People can’t stop talking about the emotional monologue Jimmy Kimmel delivered on his talk show Monday night. With tears in his eyes, the host shared that his newborn son was diagnosed with tetralogy of Fallot with pulmonary atresia, after a nurse discovered a heart murmur and blueish color. For a better understanding, we asked Joseph A. Greenlee, III, MD, PPG – Cardiovascular Surgery, to shed more light on this condition and what parents need to know about the risk.
Tetralogy of Fallot with pulmonary atresia is one of the five most common forms of congenital heart defects we see in children. Essentially, it’s a constellation of abnormalities, typically on the right side of the heart. A hole in the wall between chambers of the heart causes deoxygenated blood to be shifted to the other side of the heart without enough oxygen.

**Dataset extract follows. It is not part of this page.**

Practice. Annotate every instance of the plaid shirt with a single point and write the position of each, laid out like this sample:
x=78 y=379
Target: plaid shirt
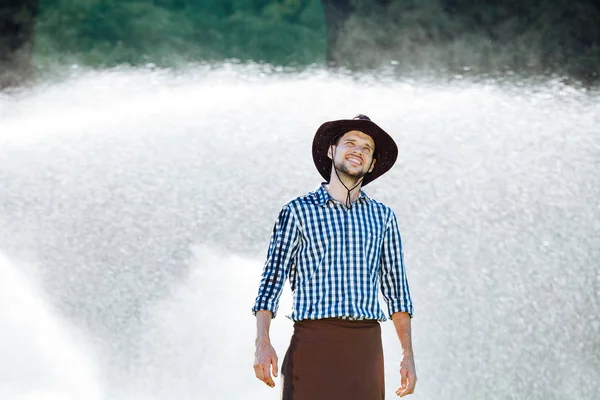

Often, a physician will detect a heart defect in utero and perform an ultrasound to get a better understanding of the baby’s condition. This is why good prenatal care is so important. But heart defects can also surface after a child’s first or second year, or even later in development. Patients typically see good results from surgery and go on to thrive.
6 Signs of a Congenital Heart Defect
1. Blueish/purplish color, known as cyanosis
2. Detection of a heart murmur
3. Poor respiration when eating
4. Failure to grow
5. Low stamina when active
6. Inability to keep up with peers
If you suspect a heart-related issue with your child, contact your pediatrician or primary care provider. If you notice a sudden change in color, take your child to the Emergency Department immediately.